# Low Iodine Diet



## randymorris (Mar 13, 2011)

Hello, my name is Randy and I had thyroid cancer surgery back in June of 2010 with 90% of my thyroid being removed, now 9 months later (thanks to bickering insurance companies) I just started my low iodine diet today and in two weeks time, I get my first dose of RI131... glow

I have been using non-iodized salt for the last 6 months, I am a little concerned because one of my Parkinson's meds is in a red caplet, I tried to find out if the caplet is made with any red dyes, does anyone know?

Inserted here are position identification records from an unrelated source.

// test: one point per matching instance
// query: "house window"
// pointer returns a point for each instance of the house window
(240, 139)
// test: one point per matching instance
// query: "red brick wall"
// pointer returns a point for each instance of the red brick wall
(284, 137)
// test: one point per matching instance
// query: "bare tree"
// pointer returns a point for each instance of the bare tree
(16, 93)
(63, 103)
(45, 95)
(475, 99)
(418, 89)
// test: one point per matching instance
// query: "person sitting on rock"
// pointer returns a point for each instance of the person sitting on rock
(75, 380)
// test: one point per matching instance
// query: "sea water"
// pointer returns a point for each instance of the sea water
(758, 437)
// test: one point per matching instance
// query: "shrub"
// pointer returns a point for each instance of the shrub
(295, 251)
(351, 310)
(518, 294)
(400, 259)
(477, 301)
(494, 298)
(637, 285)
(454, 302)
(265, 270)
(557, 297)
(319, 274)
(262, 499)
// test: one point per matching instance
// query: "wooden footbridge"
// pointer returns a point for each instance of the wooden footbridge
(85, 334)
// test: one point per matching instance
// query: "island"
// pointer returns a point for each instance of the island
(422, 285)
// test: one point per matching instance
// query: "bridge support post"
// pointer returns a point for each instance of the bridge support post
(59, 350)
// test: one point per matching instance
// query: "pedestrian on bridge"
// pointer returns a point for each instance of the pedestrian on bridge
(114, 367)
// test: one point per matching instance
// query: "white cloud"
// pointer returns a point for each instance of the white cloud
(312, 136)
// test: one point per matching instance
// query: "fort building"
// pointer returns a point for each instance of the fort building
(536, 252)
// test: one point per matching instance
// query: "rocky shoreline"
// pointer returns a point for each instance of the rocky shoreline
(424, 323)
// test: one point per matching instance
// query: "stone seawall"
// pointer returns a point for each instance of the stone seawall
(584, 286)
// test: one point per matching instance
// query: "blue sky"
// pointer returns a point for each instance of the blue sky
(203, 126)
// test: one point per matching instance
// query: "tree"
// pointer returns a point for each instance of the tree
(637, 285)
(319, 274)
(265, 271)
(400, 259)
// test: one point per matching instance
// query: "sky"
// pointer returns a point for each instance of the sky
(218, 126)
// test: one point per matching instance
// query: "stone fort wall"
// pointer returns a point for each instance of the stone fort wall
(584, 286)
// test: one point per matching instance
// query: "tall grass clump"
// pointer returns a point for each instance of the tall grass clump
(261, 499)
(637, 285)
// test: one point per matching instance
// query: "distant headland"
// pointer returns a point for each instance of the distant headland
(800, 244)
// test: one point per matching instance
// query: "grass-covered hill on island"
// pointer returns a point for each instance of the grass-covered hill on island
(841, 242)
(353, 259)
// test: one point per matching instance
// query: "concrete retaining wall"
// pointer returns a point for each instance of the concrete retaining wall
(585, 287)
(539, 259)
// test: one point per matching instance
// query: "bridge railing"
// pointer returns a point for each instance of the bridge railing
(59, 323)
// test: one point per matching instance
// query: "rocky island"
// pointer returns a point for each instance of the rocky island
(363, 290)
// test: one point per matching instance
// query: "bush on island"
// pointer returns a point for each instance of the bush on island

Im a little nervous, will the RI131 cause my hair to fall out like cemo does for other cancers? 
Thanks for reading this.


----------



## Andros (Aug 26, 2009)

randymorris said:


> Hello, my name is Randy and I had thyroid cancer surgery back in June of 2010 with 90% of my thyroid being removed, now 9 months later (thanks to bickering insurance companies) I just started my low iodine diet today and in two weeks time, I get my first dose of RI131... glow
> 
> I have been using non-iodized salt for the last 6 months, I am a little concerned because one of my Parkinson's meds is in a red caplet, I tried to find out if the caplet is made with any red dyes, does anyone know?
> 
> ...


Thank you for the intro and you have answered my questions (most of them) in the other thread.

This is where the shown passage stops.